Regarding injuries to specific body regions, a comparison of data from the present study with findings from the Hassan et al. study indicated the following (Table 2). Using weighted data as a basis, at the AIS 2 level, head injuries in the presence of a deploying side airbag appeared to be reduced compared to side impacts without side airbags from the United States and United Kingdom databases. This trend was also true for upper extremity trauma. Chest and abdominal injuries showed a dramatic increase with the presence of a side airbag. However, a single raw data point with a weighting factor of 2800 contributed to the increase; all other cases had weighting factors less than 250. When raw data were used as a basis for comparison, as shown in Table 2, both head and chest injuries demonstrated a decreasing tendency in side airbag deployed lateral impacts, a positive trend towards occupant safety and vehicle crashworthiness. When AIS =3–6 level trauma were considered, raw data showed increases in head and chest injuries with the present side airbag ensemble, suggestive of increased survival with serious injuries.

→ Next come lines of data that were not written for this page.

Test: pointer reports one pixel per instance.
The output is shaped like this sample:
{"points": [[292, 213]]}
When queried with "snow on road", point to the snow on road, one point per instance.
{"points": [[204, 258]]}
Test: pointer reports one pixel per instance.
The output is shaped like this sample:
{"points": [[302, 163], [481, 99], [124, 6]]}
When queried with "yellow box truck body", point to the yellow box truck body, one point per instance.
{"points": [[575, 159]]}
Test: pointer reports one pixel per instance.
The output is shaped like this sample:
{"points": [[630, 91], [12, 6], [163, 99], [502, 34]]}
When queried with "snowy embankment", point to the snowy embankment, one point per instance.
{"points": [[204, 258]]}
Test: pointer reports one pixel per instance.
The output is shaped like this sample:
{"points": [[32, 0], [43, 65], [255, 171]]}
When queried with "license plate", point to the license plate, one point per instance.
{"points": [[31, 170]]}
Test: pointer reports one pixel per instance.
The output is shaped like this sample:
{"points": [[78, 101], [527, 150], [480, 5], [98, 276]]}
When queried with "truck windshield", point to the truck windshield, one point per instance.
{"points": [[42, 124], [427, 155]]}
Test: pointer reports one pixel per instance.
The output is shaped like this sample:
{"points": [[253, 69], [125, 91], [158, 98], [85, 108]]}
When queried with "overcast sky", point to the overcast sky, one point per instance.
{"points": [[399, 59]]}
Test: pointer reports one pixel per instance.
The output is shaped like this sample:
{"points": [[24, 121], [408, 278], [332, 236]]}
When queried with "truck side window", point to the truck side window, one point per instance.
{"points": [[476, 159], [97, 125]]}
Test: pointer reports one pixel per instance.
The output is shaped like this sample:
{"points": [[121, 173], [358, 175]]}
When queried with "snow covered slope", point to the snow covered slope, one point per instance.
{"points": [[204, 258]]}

However, as discussed earlier, this interpretation must be supported with additional analysis.
Table 2
Comparison of data (% injuries) from the present study with literature
Description | Head | Chest | Abdomen | Up extremities | Low extremities |
---|---|---|---|---|---|
AIS = 2 raw data | 24.4 | 14.6 | 14.6 | 19.5 | 24.4 |
AIS = 2 weighted data | 8.7 | 63.8 | 60.0 | 7.7 | 12.9 |
Hassan et al. US data | 37 | 18 | 9 | 29 | 23 |
Hassan et al. UK data | 30.6 | 16.1 | 11.8 | 28.3 | 31.1 |
AIS = 3–6 raw data | 29.3 | 36.6 | 9.8 | 2.4 | 26.8 |
AIS = 3–6 weighted data | 16.6 | 14.3 | 2.8 | 3.2 | 6.6 |
Hassan et al. US data | 9 | 13 | 3 | 3 | 6 |
Hassan et al. UK data | 15.3 | 22.8 | 9.3 | 3.3 | 24.2 |
As indicated earlier, the dataset available for this study was small and weighted occupants are based on this low sample size. Confidence decreases when weighted estimates from such selected samples are extracted from a probability-sampled database; NASS is no exception. Consequently, conclusions from this study should be viewed with this important sample size recognition. Confidence in the results can be increased by adding samples from other datasets such as the Cooperative Crash Injury Study from the United Kingdom. Because of sample size limitations, it is difficult to conclude that side airbags reduce injuries, and therefore, to quantify and address their efficacy, additional data are needed which may be obtained by coalescing with sources such as CCIS and/or including specific cases from Crash Injury Research Engineering and Network studies. These are avenues for future research.
5. Conclusions
Using NASS database for the years 1997–2004, this study identified injuries in 7812 side impact crashes with side airbag deployments. The majority of side airbags were torso-only followed by torso–head combination systems. Head and chest injuries were coupled for the vast majority of occupants with injuries to more than one body region. In no case was the side airbag attributed to be the source of AIS ≥2 injuries. Chest injuries did not occur in isolation at AIS ≥3 levels. Although this is the first study to adopt strict inclusion–exclusion criteria for side crashes with side airbag deployments, future studies are needed to assess side airbag efficacy using datasets such as matched-pair occupants in side impacts.
Acknowledgements
This study was supported in part by the VA Medical Research and NIH grant AG024443. The authors gratefully acknowledge the assistance of Mr. Dale Halloway.